HOWEVER, I understand that some people are not like me and they can’t just NOT talk about a part of them.
You and I are basically the same human bc I would take the job, too. Keeping work / personal life separate isn’t that difficult. I mean, after a while you start to make really good work friends and maybe you go out a few times, you get to know each other and they’re your one person who ACTUALLY knows you as a human. Make sure the people you’re hanging out with / dating know your stance on the situation, because if you’re out and you just introduce your girlfriend by name without saying she’s your girlfriend, you stand to really hurt her feelings. Just be open with the people you care about and you’ll be totally fine. PROMISE.

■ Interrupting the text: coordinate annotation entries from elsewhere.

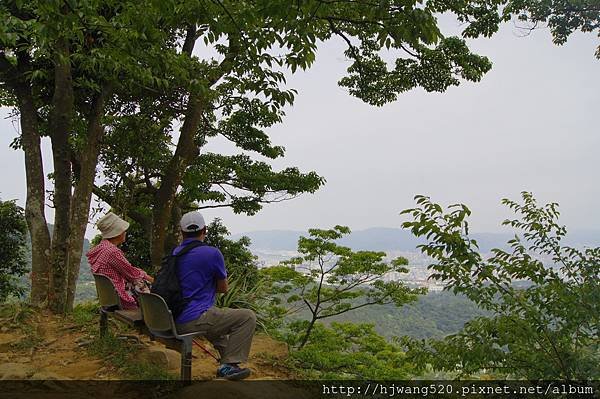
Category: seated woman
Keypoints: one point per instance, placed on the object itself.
(107, 259)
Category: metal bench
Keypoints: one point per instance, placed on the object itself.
(161, 326)
(110, 305)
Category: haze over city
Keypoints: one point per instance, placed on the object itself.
(528, 125)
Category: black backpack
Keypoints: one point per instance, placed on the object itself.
(166, 284)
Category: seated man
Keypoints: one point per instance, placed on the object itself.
(202, 275)
(106, 258)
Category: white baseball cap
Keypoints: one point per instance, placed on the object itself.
(192, 222)
(110, 225)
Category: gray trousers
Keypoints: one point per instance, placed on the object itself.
(230, 331)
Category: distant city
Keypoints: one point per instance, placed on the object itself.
(273, 247)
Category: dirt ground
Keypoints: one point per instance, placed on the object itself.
(59, 354)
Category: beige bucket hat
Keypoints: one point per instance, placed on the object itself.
(110, 225)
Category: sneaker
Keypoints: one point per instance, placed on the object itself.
(232, 372)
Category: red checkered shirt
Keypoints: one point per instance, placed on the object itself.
(107, 259)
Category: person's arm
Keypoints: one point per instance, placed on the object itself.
(220, 273)
(222, 286)
(129, 272)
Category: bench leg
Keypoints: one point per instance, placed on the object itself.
(103, 323)
(186, 360)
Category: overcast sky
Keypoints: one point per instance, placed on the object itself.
(530, 124)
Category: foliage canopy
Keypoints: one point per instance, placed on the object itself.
(545, 330)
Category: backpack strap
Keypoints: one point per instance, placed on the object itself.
(190, 246)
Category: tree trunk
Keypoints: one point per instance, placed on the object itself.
(60, 127)
(186, 150)
(82, 195)
(36, 195)
(307, 334)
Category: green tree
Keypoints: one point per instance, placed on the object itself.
(234, 87)
(546, 328)
(85, 72)
(350, 351)
(329, 279)
(13, 242)
(61, 64)
(562, 17)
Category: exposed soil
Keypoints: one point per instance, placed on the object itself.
(58, 352)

Dannielle and I are very different when it comes to keeping our feelings in. I have a really, really hard time being closeted in any capacity at the workplace, because I like to make a million friends and have long conversations and I always feel weird and like I am lying if I have to skirt around certain topics.
I certainly agree that it is no one’s obligation to be out ANYWHERE, and if you are like Dannielle, then perfect — the above will work wonderfully. If, however, you are more like me, then this could be a little more challenging for you. Putting myself in your shoes *slips on converse* I would say that the first step would be to look at this as a temporary, and ever-changing situation. You aren’t going to be living at home with your parents forever, and you aren’t going to have to closeted at work forever.
Second, I would talk to my close friends and my girlfriend, and explain that I was feeling really conflicted, but that it seemed like the right choice was to do this for now and see what came of it. Let them know you will need them even more as a support system, so that in those moments when you tell your coworker that you just “aren’t interested in dating right now,” you can go outside and call them up to tell them how weird it feels and how nothing is fair and you are angry, etcetera.
Third, I would urge you to take this day by day with yourself. I am sure that the job is a good one, and important to your future… but that NEVER, EVER means you should be hurting yourself deeply on a daily basis. If this is something that, after you begin it, finds a rhythm and you have moments of frustration but are feeling content overall, then okay. If you find that it is weighing on you and causing you a lot of stress, you have to re-evaluate the importance of things. You being depressed and angry all the time and feeling trapped will affect your relationships and your life as a whole. If that is how this begins to affect your life, you should consider making choices that will allow you to be you. Period.